As new researchers and policymakers flock to the field of migration and the empirical study of migration diversifies, there is a need to explain and review new migration data sources to provide a better understanding of their respective limitations and strengths. This paper reviews eight data sources in terms of their reliability, validity, scope for research, access and ethics. The aim is to familiarize experienced and incoming migration scholars with new approaches. The review should be considered an attempt to contribute towards a broader process of interdisciplinary dialogue and expanding the empirical toolbox in migration studies.

Analytical framework

Defining migration

Before mapping novel data sources, it is important to first define migration for the purpose of this study and clearly delineate the scope of the review.
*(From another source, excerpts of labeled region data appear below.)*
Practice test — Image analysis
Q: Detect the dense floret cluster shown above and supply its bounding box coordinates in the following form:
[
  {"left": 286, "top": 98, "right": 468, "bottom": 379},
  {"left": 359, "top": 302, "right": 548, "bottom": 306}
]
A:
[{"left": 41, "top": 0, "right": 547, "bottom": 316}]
Important aspects of definitions of migration are space (internal or domestic vs. international/ cross-border migration), time (short term vs. long term), type (e.g. labour, irregular, forced, family, education) and form (flows vs. stocks) (Bilsborrow, 2016; UN DESA, 2017). This review takes a broad and inclusive view in line with its aim to describe a menu of novel data sources for diverse groups of migration scholars and research interests. Here, migration will be defined as the changing of residence of an individual within or outside the boundaries of a country for longer than three months. While this definition is broad, it excludes certain types of mobility such as travel for the purpose of recreation, holiday, visits to friends or relatives, business, medical treatment or religious pilgrimage (which usually do not imply a change of residence).Footnote 3 The review considers data sources providing information on both migration flows (i.e. the number of migrants entering and leaving (inflow and outflow) a country over the course of a specific period, for example, one year) and migration stocks (i.e. the total number of migrants present in a given location at a particular point in time) (see Global Migration Group, 2017). The review considers any form and channel of migration including, among others, labour, family, forced and irregular migration and is not restricted geographically. In addition, to actual observed migration, the review also considers proxies for migration; such as, migration intentions, plans, desires, or aspirations that are commonly used to predict a future change of residence (Tjaden et al., 2019).Footnote 4 The review does not include how novel data can be used to research other fields of interest to migration scholars such as integration, the causes of migration, communication, or the impact of migration on society. These fields are not primarily concerned with or rely on (directly or indirectly) inferring migration flows or stocks from data.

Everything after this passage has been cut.